The report found that only 20% of organizations fully monitor or govern employee use of shadow AI. At the same time, more identities are gaining access to enterprise data and exposure risk continues to rise. That combination creates significant blind spots for security teams.
One reason organizations underestimate this risk is that they often lack visibility into the credentials these tools create. AIHound was developed to help uncover those hidden credentials and provide a clearer picture of the access AI tools introduce into enterprise environments.
8. Looking ahead, what emerging AI security risks do you believe organizations should start paying closer attention to now?
The first is non-human identity sprawl. AI agents, autonomous workflows, service accounts, and machine-to-machine identities are growing rapidly, and most organizations lack mature governance processes for them.
The second is credential management. As AI tools become more integrated into business processes, they will require access to more systems and more sensitive data.
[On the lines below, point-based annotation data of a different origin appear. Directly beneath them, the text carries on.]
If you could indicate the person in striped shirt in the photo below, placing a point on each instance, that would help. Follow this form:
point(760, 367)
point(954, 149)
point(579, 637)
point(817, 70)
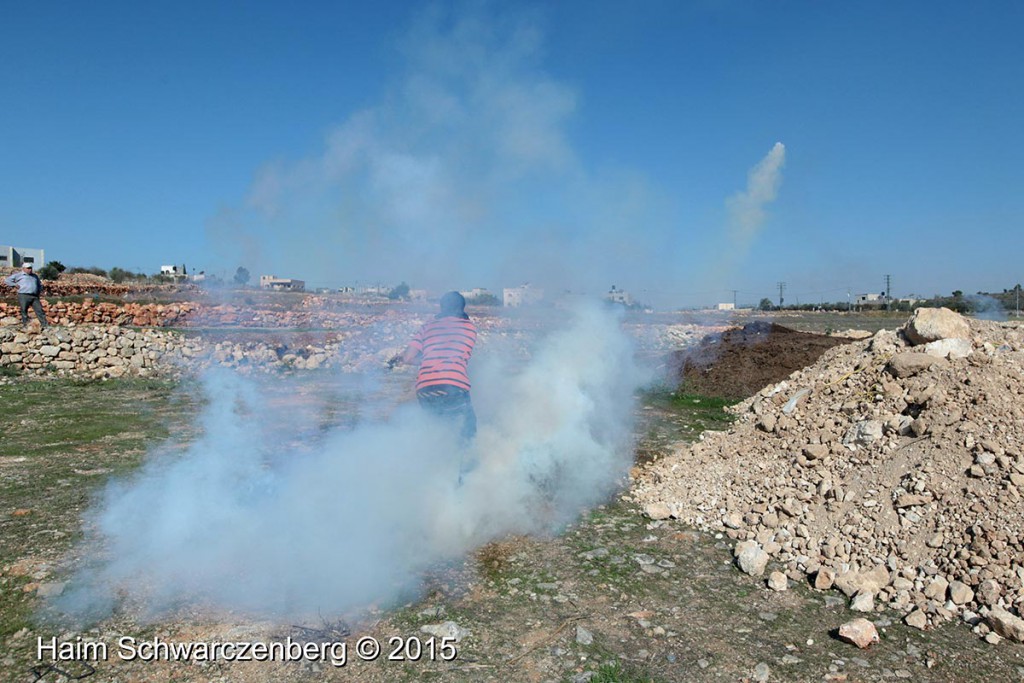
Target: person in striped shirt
point(443, 346)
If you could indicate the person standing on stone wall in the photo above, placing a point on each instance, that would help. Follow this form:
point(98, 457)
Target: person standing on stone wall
point(30, 288)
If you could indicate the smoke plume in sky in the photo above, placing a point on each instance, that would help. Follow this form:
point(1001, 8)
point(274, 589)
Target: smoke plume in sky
point(462, 175)
point(747, 209)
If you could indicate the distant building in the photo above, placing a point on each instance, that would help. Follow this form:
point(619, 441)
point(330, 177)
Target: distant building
point(15, 257)
point(619, 296)
point(282, 284)
point(870, 299)
point(174, 271)
point(521, 296)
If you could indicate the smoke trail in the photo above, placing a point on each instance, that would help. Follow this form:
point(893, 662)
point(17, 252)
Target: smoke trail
point(260, 517)
point(463, 175)
point(747, 209)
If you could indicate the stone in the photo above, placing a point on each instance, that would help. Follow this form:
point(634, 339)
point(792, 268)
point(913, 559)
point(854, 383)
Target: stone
point(751, 558)
point(937, 589)
point(863, 433)
point(871, 581)
point(928, 325)
point(657, 511)
point(863, 602)
point(445, 630)
point(916, 619)
point(1006, 625)
point(961, 593)
point(815, 451)
point(777, 581)
point(909, 364)
point(859, 632)
point(988, 593)
point(949, 348)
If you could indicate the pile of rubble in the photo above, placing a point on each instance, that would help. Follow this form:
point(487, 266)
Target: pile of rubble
point(111, 351)
point(892, 469)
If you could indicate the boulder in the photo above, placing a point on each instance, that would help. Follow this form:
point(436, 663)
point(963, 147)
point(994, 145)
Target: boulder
point(1006, 624)
point(949, 348)
point(860, 632)
point(928, 325)
point(909, 364)
point(751, 558)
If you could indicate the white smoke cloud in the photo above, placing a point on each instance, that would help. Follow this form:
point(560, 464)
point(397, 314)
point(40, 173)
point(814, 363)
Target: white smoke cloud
point(747, 209)
point(262, 515)
point(463, 175)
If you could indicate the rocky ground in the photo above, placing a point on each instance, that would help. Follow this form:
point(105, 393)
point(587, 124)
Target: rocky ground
point(666, 596)
point(891, 470)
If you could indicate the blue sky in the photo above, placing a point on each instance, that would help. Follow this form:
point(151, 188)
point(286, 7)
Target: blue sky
point(573, 144)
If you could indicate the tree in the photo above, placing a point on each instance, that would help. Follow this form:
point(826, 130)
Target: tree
point(400, 292)
point(51, 270)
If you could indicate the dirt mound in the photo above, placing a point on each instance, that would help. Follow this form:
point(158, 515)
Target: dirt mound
point(890, 471)
point(740, 361)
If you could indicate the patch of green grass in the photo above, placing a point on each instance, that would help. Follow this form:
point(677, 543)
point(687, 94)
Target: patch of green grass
point(614, 673)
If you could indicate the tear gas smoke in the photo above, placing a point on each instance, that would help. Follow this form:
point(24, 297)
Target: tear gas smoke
point(747, 209)
point(254, 518)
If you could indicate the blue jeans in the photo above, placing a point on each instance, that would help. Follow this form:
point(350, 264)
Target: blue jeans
point(26, 300)
point(451, 402)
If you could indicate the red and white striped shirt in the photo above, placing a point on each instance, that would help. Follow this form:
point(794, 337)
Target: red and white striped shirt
point(445, 344)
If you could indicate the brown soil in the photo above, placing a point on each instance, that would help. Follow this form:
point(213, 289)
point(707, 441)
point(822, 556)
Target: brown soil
point(739, 363)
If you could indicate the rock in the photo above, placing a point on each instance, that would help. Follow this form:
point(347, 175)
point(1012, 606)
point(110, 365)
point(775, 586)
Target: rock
point(949, 348)
point(928, 325)
point(657, 511)
point(909, 364)
point(863, 433)
point(751, 558)
point(988, 593)
point(916, 619)
point(937, 589)
point(732, 520)
point(815, 451)
point(777, 581)
point(445, 630)
point(863, 602)
point(871, 581)
point(859, 632)
point(824, 579)
point(961, 593)
point(1006, 625)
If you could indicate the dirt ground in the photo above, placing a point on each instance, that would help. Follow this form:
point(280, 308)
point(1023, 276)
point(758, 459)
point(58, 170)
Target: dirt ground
point(739, 363)
point(612, 598)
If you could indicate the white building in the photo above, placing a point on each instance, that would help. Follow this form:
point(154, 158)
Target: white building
point(619, 296)
point(15, 257)
point(282, 284)
point(521, 296)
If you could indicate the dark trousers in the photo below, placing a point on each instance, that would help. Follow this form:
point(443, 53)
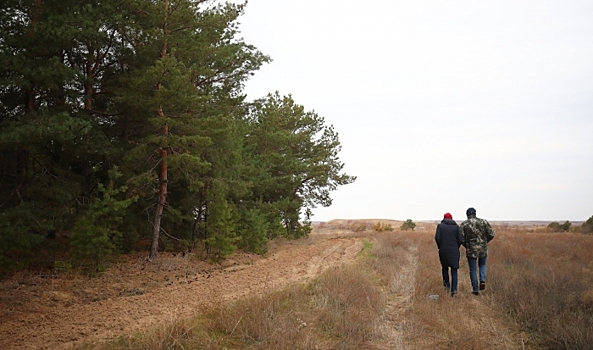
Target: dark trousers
point(473, 271)
point(450, 282)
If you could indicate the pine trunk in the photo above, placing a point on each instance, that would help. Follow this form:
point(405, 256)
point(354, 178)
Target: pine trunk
point(158, 213)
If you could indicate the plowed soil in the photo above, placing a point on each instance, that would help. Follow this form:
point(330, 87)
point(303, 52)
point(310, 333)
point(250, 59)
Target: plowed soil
point(60, 310)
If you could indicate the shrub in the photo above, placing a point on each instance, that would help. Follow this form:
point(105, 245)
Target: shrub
point(381, 227)
point(587, 227)
point(408, 225)
point(557, 227)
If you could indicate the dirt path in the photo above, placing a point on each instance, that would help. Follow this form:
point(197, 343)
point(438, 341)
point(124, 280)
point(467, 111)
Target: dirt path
point(59, 312)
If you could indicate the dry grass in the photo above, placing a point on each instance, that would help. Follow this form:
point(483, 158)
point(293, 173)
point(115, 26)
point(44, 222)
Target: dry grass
point(544, 281)
point(539, 296)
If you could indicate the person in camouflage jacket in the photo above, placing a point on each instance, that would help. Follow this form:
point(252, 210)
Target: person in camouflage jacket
point(476, 234)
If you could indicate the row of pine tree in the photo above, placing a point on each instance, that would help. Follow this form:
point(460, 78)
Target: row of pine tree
point(125, 121)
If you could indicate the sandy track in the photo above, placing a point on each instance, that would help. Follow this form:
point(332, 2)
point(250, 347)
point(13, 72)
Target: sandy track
point(49, 316)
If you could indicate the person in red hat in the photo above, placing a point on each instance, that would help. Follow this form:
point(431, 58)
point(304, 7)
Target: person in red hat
point(449, 239)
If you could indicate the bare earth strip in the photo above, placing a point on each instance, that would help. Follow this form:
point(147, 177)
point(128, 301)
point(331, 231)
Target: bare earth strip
point(46, 316)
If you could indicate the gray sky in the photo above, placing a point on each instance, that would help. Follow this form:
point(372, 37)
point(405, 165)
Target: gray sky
point(441, 105)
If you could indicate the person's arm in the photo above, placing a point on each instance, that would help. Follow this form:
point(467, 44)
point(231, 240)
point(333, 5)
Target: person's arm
point(489, 232)
point(459, 238)
point(437, 237)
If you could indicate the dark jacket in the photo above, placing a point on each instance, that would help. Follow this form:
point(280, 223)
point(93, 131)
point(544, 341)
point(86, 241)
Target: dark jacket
point(448, 238)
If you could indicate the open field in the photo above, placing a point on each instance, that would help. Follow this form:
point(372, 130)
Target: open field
point(345, 287)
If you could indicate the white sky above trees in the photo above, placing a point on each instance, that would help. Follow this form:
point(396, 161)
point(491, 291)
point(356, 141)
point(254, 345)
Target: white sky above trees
point(441, 105)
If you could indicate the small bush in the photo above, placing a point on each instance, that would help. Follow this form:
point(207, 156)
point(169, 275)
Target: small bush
point(587, 227)
point(557, 227)
point(408, 225)
point(381, 227)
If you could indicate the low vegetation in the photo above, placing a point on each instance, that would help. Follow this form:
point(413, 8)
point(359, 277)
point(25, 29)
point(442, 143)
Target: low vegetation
point(408, 225)
point(539, 295)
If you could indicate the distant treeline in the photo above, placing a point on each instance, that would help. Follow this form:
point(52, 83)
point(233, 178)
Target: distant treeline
point(126, 121)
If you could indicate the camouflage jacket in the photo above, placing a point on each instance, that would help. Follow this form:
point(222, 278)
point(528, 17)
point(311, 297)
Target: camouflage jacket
point(476, 234)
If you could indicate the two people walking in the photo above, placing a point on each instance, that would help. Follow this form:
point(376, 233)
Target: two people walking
point(474, 234)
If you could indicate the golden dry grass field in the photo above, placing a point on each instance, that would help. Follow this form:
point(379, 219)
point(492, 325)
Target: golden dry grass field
point(353, 284)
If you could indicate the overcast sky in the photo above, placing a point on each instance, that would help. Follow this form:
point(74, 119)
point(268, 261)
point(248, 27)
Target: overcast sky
point(441, 105)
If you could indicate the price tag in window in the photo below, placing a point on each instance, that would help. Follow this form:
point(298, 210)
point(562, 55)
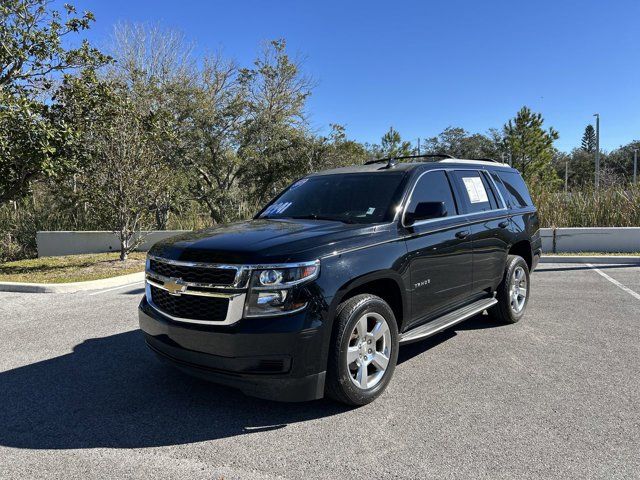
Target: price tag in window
point(475, 189)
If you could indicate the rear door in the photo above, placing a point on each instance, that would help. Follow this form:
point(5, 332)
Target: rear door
point(489, 225)
point(439, 250)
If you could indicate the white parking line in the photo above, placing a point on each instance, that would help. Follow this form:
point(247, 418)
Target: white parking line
point(614, 281)
point(117, 288)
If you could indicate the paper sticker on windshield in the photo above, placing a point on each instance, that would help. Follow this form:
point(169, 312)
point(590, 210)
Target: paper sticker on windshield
point(299, 183)
point(276, 208)
point(475, 189)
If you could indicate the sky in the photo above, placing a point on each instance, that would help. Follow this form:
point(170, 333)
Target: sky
point(421, 66)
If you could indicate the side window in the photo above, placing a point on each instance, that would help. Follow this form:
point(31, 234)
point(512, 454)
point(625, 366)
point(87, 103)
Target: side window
point(475, 191)
point(503, 190)
point(434, 187)
point(516, 187)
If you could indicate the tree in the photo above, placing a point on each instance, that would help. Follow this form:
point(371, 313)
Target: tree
point(531, 147)
point(392, 145)
point(157, 68)
point(589, 139)
point(459, 143)
point(32, 53)
point(118, 146)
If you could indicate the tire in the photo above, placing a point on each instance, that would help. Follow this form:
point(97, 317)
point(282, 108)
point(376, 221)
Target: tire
point(354, 373)
point(511, 307)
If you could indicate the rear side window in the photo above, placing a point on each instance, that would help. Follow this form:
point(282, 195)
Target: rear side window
point(475, 191)
point(517, 189)
point(433, 187)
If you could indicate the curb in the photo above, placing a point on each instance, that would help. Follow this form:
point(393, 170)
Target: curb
point(601, 259)
point(71, 287)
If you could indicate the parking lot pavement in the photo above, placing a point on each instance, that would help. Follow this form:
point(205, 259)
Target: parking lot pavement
point(554, 396)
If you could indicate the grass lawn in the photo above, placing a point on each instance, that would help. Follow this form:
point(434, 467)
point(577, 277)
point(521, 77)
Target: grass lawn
point(71, 268)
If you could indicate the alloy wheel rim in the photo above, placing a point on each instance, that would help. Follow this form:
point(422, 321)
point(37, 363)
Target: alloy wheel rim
point(518, 290)
point(369, 350)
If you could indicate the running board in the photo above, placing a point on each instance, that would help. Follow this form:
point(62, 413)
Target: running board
point(446, 321)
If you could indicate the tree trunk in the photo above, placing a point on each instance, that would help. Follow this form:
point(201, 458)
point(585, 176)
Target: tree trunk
point(124, 246)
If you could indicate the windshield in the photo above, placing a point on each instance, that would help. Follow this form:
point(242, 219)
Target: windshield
point(348, 198)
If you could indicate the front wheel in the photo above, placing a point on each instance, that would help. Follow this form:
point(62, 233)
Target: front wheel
point(513, 291)
point(364, 350)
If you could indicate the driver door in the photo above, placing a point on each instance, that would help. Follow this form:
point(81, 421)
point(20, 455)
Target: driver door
point(439, 251)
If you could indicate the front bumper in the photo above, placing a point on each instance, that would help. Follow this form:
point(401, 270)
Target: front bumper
point(279, 358)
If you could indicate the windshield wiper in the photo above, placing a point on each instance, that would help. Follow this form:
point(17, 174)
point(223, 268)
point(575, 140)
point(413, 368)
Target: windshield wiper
point(314, 216)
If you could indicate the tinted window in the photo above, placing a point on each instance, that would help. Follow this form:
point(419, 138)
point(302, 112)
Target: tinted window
point(350, 197)
point(517, 189)
point(476, 194)
point(503, 190)
point(433, 187)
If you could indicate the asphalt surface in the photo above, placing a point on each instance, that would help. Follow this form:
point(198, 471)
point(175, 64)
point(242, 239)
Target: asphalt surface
point(554, 396)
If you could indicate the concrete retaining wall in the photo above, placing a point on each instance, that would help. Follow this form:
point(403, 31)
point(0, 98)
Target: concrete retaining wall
point(598, 239)
point(52, 244)
point(567, 240)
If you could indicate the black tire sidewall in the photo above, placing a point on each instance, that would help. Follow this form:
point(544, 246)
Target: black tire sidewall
point(346, 322)
point(509, 315)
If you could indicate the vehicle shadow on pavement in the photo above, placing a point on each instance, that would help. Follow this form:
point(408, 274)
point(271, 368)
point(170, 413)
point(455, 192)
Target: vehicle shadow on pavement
point(477, 322)
point(112, 392)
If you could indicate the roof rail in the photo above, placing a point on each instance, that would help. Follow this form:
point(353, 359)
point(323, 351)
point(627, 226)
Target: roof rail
point(485, 160)
point(391, 161)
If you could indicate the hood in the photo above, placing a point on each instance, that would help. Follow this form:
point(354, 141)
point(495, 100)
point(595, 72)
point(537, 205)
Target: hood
point(267, 241)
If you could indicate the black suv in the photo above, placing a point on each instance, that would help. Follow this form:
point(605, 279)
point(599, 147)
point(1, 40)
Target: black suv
point(315, 295)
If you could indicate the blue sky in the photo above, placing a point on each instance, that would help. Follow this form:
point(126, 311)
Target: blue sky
point(422, 66)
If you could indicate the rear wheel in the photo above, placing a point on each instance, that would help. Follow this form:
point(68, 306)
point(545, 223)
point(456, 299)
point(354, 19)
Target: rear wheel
point(513, 291)
point(364, 350)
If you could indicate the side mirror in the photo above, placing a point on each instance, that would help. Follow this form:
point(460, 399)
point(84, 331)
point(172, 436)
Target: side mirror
point(425, 211)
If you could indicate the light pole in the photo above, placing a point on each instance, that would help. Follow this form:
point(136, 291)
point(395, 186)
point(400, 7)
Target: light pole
point(597, 115)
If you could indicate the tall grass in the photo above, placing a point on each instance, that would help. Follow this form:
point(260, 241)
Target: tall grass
point(607, 207)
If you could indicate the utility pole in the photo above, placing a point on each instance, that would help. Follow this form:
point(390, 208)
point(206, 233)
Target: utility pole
point(597, 115)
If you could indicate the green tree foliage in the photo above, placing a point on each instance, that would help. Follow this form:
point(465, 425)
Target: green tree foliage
point(392, 145)
point(589, 139)
point(458, 143)
point(530, 147)
point(119, 148)
point(32, 54)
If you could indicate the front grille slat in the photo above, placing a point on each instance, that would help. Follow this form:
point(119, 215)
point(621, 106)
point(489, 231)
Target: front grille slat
point(194, 274)
point(193, 307)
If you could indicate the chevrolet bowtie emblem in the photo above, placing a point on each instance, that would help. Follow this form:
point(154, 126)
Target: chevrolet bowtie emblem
point(175, 286)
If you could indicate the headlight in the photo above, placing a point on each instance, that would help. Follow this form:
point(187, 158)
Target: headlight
point(272, 292)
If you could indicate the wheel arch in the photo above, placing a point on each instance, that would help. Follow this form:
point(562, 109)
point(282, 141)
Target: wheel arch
point(386, 284)
point(523, 249)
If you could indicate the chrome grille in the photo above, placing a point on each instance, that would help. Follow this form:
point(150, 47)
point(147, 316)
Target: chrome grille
point(193, 307)
point(194, 274)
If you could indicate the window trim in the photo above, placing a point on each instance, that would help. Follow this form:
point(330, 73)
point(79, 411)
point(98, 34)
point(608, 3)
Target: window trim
point(454, 190)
Organizations need better visibility into where those credentials are stored and what they can access.
The third is agentic AI. When AI systems begin taking actions on behalf of users rather than simply providing recommendations, the consequences of excessive permissions become much greater. An AI system with broad access can potentially interact with multiple applications, data sources, and workflows at machine speed.
Finally, organizations should pay close attention to the convergence of AI governance, identity governance, and data governance. The most successful organizations will treat those as interconnected disciplines because the security risks increasingly overlap.